À partir de 1952, il signe Oliver Twist, Gil Blas et Bug Jargal dans Héroïc. Il conçoit Le Cavalier inconnu dans Pépito (1955-1970), dessine Bob et Franck dans Bugs Bunny (1956). On le retrouve dans Lisette et Lisette Magazine, à partir de 1959, pour des récits complets. Il est aussi dans le petit format « Monty » avec Canadian Boy (1960). À la même époque, il œuvre dans Mireille avec Mylène, danseuse étoile, dans L’Intrépide-Hurrah ! avec Le Diamant noir, dans Rintintin avec le personnage homonyme (1961-1972).
Il continue une collaboration intensive avec la grande presse, notamment au Parisien libéré avec Roger la Honte (1953), à Paris-Jour avec La Chartreuse de Parme (1959-1960), L’Oncle Bernac (1960), La Princesse de Clèves (1961), Le Rouge et le Noir (1966).
Dans Pif-Gadget, il publie Docteur Justice à partir de 1970, Amicalement vôtre (1975-1978), Tarao (1982), La Guerre du feu (1982).
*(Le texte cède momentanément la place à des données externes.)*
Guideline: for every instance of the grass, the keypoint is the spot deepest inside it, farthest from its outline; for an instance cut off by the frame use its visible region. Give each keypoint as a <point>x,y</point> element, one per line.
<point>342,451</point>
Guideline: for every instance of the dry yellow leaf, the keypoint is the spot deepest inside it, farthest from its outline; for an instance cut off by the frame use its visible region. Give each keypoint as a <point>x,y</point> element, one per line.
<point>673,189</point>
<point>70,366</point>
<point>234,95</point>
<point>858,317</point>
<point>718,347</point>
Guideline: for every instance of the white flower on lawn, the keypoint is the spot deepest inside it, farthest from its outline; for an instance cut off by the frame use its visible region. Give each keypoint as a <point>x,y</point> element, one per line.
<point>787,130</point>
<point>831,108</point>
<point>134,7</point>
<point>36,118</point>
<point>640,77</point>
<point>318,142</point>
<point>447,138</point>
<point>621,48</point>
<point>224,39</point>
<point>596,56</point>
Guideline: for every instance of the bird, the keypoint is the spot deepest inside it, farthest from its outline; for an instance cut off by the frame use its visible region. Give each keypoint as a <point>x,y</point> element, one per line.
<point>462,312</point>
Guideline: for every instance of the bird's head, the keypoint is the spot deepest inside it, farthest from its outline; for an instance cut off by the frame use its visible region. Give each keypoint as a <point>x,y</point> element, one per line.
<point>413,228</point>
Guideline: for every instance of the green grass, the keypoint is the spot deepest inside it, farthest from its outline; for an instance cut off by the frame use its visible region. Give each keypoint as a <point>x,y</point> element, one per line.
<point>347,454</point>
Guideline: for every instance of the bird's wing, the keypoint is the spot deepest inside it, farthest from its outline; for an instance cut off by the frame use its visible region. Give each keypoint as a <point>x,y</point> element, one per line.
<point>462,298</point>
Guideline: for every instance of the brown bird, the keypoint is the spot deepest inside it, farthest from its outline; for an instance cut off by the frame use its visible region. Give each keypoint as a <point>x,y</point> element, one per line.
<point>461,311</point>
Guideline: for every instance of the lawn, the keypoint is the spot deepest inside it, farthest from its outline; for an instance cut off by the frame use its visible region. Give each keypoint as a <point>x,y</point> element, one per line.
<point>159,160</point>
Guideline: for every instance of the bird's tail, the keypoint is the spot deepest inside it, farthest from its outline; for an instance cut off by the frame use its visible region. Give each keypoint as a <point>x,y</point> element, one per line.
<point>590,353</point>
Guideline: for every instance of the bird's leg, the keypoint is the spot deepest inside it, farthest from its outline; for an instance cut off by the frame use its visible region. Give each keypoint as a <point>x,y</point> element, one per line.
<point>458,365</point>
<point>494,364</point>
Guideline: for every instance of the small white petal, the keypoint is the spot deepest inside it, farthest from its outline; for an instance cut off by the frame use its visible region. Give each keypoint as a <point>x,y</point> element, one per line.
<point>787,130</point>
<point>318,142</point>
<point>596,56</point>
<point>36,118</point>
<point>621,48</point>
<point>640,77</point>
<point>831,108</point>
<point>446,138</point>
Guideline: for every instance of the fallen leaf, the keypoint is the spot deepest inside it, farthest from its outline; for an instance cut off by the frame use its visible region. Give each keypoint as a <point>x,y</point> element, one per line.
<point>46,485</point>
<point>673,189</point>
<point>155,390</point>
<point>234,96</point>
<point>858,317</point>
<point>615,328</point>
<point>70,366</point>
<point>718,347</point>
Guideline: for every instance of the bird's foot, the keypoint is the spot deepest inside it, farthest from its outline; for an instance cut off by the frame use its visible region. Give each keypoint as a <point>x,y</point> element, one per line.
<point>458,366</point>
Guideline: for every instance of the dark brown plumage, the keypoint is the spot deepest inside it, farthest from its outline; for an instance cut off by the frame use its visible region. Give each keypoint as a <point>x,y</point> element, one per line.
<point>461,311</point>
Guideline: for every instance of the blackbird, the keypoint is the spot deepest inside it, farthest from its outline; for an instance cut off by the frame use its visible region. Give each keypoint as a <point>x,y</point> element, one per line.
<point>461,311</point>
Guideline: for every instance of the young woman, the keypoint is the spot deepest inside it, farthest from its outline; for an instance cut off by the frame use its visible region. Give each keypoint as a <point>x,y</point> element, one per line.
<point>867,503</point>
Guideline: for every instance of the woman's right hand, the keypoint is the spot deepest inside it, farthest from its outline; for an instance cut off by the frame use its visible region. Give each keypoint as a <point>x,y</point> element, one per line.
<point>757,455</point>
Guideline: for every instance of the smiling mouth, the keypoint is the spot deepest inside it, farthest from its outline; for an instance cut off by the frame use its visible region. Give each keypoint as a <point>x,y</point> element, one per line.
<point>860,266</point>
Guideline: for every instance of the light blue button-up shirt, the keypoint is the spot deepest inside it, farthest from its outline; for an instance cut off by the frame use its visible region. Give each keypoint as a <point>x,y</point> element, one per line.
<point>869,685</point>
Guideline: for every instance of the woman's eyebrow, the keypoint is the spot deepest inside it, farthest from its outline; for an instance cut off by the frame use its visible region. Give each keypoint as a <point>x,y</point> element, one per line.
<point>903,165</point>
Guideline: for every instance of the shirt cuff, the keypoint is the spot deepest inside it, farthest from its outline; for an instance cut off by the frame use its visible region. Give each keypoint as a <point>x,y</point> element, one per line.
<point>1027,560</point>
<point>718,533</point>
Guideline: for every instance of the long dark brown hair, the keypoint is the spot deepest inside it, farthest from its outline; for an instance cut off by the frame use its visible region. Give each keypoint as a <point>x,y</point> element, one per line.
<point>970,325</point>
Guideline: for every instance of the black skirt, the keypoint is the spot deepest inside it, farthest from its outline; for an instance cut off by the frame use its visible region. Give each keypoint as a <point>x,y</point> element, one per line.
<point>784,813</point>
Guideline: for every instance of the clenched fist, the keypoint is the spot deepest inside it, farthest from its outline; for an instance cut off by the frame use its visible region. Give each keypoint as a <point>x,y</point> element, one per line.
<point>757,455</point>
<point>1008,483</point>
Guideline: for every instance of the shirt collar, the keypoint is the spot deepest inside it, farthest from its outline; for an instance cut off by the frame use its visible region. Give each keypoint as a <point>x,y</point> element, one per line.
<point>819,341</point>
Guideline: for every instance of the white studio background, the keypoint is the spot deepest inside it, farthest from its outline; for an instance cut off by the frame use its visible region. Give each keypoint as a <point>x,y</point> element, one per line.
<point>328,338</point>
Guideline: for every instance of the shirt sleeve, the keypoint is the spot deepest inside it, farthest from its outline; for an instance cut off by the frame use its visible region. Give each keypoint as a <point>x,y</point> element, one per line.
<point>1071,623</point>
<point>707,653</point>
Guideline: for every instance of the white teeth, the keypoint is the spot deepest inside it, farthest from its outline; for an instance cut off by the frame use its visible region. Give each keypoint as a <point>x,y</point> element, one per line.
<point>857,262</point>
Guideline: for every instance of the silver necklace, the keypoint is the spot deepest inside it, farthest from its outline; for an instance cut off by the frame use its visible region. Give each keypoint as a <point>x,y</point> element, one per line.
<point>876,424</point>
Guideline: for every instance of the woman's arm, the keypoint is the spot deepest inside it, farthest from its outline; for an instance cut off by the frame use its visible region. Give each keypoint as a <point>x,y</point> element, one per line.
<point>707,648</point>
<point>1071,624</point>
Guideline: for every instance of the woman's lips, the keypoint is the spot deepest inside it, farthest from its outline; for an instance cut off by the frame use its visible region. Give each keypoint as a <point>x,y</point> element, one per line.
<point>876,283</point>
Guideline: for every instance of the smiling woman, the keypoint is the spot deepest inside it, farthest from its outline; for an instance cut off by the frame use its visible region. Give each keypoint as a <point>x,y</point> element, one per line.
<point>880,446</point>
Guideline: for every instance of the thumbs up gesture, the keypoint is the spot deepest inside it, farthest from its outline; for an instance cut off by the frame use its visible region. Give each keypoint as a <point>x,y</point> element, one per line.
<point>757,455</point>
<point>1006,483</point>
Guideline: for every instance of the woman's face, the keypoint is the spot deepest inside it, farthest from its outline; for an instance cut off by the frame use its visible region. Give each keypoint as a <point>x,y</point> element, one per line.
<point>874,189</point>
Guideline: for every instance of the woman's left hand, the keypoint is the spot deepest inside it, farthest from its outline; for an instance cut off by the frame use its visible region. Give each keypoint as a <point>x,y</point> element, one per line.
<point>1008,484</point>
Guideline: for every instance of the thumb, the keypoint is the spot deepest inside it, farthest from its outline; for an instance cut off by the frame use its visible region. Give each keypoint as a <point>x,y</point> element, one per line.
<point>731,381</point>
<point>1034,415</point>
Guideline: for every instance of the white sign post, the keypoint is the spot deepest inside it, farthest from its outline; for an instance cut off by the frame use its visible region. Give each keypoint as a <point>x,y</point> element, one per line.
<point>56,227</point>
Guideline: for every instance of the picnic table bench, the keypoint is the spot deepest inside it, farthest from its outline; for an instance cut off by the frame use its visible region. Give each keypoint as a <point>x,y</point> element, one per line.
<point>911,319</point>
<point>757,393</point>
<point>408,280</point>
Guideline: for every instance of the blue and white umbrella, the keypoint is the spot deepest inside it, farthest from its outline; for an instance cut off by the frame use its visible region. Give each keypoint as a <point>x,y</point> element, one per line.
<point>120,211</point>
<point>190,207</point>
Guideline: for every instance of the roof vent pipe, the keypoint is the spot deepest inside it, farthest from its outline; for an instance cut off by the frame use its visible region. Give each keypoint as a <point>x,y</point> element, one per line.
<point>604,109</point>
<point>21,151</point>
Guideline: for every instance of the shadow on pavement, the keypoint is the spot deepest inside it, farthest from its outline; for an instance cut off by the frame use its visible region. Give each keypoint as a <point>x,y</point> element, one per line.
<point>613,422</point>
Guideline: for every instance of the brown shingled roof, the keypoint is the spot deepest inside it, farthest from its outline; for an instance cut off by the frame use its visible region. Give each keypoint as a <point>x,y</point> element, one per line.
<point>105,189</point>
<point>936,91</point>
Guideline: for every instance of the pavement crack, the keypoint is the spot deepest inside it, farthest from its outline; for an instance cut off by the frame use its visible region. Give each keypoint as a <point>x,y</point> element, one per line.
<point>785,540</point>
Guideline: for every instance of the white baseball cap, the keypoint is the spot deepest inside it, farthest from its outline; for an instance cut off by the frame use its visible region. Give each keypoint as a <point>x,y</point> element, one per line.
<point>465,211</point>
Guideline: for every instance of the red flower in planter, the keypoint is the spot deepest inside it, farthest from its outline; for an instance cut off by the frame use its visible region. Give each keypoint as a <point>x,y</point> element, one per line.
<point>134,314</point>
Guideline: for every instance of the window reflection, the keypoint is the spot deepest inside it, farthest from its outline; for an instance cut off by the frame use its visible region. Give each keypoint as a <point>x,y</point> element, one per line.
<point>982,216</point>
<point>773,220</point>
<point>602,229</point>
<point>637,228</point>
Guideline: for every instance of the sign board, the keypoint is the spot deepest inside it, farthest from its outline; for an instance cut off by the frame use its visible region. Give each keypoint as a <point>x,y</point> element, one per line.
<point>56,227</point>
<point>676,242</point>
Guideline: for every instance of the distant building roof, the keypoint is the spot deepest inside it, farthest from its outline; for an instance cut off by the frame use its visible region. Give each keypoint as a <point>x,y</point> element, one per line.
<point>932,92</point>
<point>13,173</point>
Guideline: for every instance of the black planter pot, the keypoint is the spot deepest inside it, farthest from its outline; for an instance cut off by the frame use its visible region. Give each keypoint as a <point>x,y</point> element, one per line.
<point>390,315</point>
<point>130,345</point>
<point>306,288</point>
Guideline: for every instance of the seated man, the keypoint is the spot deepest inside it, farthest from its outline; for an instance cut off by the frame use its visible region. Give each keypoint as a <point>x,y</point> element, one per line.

Il est aussi présent dans Le Journal des Pieds Nickelés avec John Parade, patrouilleur de l’espace (1973-1976), dans Le Journal de Mickey avec Zorro, puis Le Club des Cinq, dans Spirou avec Cristal (1981).
En 1987, il collabore à L’Écho des savanes avec La Nuit barbare, éditée en album chez Albin Michel (1988), éditeur chez lequel il publie aussi Amok (1989).
Au début des années quatre-vingt-dix, Marcello prend une préretraite à Vintimille, tout en œuvrant en Italie à Tex Willer et à Zagor aux éditions Bonelli. Travailleur infatigable, il reste l’un des meilleurs auteurs de la bande dessinée populaire, grâce à un graphisme particulièrement expressif d’une très grande efficacité.